EPLAN Fluid besticht auch in der neuen Version 2.1 mit über 1.000 integrierten...

Die industrielle Automatisierung, vor allem aber die Planer und Entwickler von Maschinen und Anlagen, profitieren von dem Schwung, den die Hersteller der Softwaresysteme über die Krise gerettet haben. Viele in Zeiten der Hochkonjunktur von 2005 bis 2008 begonnene Entwicklungen hatten die Steigerung der Effizienz im Ressourceneinsatz zum Ziel, sowohl in Bezug auf Rohstoffe und Energie als auch was die sinnvolle Bündelung von Knowhow und Arbeitskraft betrifft. Einige kurzsichtig denkende Unternehmen stampften solche Programme in der Absatzflaute ein, weitsichtigere Unternehmen wie EPLAN setzten ihre diesbezüglichen Entwicklungsanstrengungen auch während dieser Zeit fort. So kommen deren Ergebnisse jetzt nach und nach auf den Markt, wo sie auf fruchtbaren Boden fallen.

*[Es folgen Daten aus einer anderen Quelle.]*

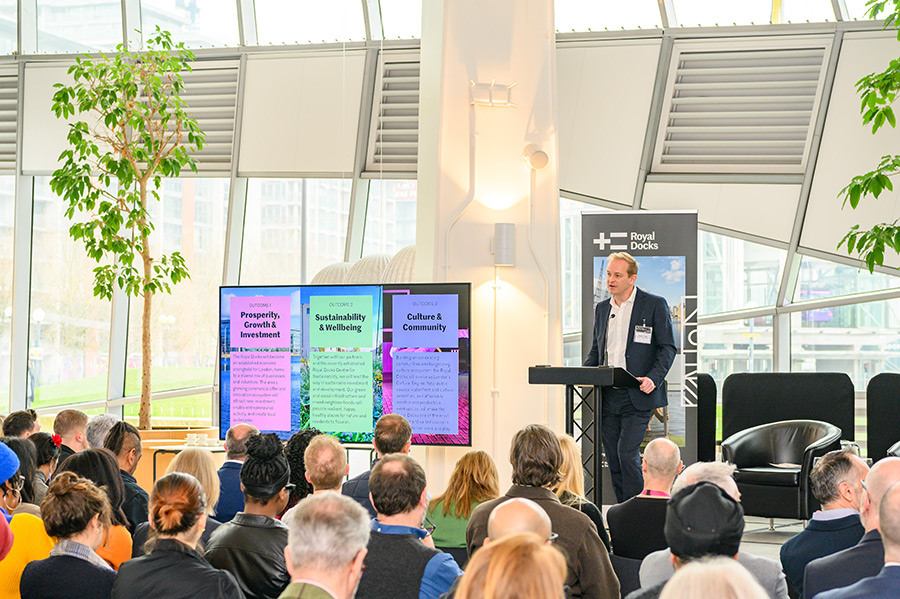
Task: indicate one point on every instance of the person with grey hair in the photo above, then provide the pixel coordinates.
(646, 511)
(836, 482)
(98, 427)
(231, 497)
(657, 567)
(327, 538)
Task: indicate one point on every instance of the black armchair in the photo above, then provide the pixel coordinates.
(773, 462)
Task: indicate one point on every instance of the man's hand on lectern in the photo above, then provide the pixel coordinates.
(647, 385)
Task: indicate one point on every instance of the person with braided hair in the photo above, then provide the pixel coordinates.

Diesen Herbst scheint eine größere Welle solcher Neuheiten für den Markt freigegeben zu werden. Das zeigt auch eine Umschau auf den Fachmessen. Dort wurden die Auftritte der Aussteller erstmals seit Jahren wieder größer und alle sprechen von gutem bis sehr gutem Besuch. Ing. Peter Kemptner fragte für x-technik bei EPLAN-Geschäftsführer Ing. Martin Berger nach, welche aktuellen Entwicklungen auf der Basis von EPLAN Engineering Center vorgestellt wurden.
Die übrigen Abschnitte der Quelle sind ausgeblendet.